The economy, another top priority, starts with strengthening economic security by building resilient supply chains for critical minerals, other key goods, essential technologies and infrastructure, and by countering economic coercion, non-market practises and malicious digital misuse. It includes restoring non-inflationary growth through fiscal, monetary and exchange rate policy and strengthening financial stability through better financial regulation and supervision. It extends to trade, investment, infrastructure, travel and tourism, and digital governance to standardise norms based on digital free flow with trust and democracy, through new partnerships for transparency. Key components are restoring development in poor countries and advancing the Sustainable Development Goals due by 2030, through helping vulnerable people, raising development finance, countering non-sustainable debt and overcoming vulnerabilities in the global food system. 

Society, yet another priority, features improving gender equality by synergising efforts to advance women in security, the economy and society. It includes supporting better jobs and labour standards, education, human capital, and care for children and youth.

Strengthening the G7’s global governance, the final priority, includes improving implementation of summit commitments, and the G7’s work with multilateral organisations amid a changing balance of power and cascading crises.
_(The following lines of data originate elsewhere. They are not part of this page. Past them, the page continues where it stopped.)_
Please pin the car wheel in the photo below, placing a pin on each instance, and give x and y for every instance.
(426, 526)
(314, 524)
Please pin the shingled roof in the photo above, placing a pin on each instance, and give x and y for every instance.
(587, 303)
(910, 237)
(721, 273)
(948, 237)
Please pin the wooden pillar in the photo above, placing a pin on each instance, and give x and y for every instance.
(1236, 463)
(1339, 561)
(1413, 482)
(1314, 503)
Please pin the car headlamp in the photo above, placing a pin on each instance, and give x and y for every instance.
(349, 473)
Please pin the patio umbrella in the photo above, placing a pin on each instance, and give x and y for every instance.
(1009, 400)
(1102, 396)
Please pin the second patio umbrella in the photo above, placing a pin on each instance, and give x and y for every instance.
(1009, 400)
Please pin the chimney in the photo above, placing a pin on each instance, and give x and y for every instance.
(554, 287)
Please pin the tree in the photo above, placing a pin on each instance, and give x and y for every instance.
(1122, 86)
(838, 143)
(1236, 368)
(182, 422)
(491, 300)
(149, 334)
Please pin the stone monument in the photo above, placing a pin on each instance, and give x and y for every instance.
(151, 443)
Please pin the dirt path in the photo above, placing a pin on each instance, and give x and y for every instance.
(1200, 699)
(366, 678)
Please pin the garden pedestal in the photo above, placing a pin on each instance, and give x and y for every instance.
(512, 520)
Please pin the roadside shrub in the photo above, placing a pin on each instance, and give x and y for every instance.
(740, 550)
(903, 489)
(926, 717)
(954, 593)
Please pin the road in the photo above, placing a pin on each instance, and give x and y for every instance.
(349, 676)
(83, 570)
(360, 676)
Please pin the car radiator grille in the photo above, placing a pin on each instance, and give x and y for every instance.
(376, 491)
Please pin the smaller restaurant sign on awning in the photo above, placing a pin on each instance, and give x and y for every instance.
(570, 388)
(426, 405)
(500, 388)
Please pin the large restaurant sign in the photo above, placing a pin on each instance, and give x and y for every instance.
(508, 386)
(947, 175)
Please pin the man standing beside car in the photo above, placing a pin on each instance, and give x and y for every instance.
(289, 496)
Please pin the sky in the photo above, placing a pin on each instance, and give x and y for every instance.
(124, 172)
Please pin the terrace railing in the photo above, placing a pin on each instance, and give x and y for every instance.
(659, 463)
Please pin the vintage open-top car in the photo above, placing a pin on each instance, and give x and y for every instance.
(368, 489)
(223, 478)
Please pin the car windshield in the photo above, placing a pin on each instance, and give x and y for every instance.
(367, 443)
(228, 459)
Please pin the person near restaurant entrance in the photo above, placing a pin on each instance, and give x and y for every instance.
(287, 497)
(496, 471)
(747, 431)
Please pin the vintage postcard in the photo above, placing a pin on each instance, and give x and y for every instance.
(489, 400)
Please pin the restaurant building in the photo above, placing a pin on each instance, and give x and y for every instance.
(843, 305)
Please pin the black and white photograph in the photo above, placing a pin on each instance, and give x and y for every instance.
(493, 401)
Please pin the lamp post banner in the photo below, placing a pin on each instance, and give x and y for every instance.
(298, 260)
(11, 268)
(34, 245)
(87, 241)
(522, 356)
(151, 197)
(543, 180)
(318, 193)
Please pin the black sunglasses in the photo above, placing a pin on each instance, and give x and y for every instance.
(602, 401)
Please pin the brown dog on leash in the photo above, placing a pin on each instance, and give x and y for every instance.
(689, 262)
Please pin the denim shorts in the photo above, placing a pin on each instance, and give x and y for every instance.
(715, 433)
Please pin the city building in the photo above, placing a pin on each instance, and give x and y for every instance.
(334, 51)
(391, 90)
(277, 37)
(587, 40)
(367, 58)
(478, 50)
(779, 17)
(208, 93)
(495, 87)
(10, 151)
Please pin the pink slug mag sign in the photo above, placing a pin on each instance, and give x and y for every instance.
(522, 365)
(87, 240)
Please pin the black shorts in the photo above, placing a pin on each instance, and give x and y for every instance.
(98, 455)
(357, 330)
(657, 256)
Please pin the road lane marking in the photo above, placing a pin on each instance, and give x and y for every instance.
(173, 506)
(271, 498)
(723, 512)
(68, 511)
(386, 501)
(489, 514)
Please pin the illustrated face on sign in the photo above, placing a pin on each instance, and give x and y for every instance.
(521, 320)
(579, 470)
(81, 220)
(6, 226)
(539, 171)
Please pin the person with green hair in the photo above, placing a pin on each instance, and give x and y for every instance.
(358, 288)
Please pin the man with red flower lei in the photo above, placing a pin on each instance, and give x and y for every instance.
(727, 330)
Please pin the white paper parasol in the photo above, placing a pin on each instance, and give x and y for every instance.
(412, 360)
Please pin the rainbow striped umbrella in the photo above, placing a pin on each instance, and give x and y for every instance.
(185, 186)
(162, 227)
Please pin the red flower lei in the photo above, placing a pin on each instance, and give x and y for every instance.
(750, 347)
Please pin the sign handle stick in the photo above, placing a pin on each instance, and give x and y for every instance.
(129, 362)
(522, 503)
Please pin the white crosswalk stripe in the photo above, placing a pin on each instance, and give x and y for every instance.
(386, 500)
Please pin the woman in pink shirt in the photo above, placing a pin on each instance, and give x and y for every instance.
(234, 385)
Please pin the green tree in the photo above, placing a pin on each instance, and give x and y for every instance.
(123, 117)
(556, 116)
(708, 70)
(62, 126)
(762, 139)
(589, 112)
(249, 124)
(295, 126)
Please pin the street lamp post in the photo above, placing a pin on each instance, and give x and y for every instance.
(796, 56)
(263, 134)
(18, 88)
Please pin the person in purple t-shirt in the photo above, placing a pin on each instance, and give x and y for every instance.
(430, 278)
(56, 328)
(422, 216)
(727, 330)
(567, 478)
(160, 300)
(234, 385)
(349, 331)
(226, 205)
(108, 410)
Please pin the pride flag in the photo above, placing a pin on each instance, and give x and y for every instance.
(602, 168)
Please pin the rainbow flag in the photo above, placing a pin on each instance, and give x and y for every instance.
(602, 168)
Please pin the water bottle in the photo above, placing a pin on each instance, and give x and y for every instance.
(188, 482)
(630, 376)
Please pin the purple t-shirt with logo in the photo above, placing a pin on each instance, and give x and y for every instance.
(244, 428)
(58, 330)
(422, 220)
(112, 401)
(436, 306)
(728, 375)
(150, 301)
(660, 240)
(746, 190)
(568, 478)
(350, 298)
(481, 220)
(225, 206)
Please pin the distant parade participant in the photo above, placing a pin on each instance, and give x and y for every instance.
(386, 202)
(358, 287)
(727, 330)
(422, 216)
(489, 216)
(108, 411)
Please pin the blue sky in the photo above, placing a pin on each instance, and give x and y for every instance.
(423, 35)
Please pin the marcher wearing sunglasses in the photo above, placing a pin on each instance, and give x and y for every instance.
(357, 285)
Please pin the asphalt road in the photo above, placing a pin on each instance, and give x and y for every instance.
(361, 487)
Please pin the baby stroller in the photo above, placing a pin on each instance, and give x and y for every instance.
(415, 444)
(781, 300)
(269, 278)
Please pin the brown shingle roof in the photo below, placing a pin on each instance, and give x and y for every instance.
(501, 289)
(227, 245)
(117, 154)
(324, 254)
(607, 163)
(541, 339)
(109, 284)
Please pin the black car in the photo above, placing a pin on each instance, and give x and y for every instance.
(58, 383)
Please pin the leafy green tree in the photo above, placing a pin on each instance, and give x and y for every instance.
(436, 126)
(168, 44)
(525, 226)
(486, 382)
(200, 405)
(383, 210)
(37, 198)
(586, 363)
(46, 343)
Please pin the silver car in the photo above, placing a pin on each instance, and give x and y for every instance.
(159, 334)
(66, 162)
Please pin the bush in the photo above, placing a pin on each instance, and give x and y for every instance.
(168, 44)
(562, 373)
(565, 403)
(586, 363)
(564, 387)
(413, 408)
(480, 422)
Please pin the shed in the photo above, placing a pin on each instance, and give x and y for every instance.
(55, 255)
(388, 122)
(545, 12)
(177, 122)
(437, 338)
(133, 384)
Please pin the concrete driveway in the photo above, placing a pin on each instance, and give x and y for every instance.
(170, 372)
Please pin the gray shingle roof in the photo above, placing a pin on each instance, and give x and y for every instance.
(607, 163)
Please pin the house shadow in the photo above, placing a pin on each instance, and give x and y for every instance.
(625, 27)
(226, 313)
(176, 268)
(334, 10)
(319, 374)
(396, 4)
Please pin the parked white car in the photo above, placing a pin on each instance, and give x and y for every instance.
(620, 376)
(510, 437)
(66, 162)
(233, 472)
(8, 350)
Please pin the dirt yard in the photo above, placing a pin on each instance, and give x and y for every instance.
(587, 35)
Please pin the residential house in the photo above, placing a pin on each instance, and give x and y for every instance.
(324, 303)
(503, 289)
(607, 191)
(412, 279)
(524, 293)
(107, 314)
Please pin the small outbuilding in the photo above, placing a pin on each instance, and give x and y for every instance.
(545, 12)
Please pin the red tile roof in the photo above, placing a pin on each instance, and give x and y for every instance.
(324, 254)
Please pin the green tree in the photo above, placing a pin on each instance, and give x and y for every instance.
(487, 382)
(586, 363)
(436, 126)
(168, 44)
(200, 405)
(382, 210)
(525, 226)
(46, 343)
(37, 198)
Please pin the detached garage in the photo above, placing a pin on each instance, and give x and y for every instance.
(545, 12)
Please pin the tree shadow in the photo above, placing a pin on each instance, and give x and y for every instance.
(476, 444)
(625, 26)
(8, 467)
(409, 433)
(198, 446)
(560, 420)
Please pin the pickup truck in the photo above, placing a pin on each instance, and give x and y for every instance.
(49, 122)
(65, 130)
It embraces cooperating with the major growing democracies led by India, and strengthening the G7’s relationship with the G20 and the many G7 engagement groups.

Gathering momentum

Propelling progress on these priorities are Kishida’s pre-summit visits to his fellow G7 leaders and the G7’s virtual summit on 24 February with Ukraine’s Volodymyr Zelensky. Further momentum comes from G7 members’ strong compliance of over 90% by mid April with last year’s priority commitments and from the 15 stand-alone G7 ministerial meetings Japan has scheduled. 

At Hiroshima, G7 leaders will build on this strong start to do the bigger, bolder things that only they can do and that the world badly needs. Their actions will flow from and strengthen the G7’s distinctive foundational mission of protecting and promoting open democracy, individual liberty and social advance everywhere. With G7 leaders now acting together with great unity, the Hiroshima Summit promises to produce a strong performance for the world.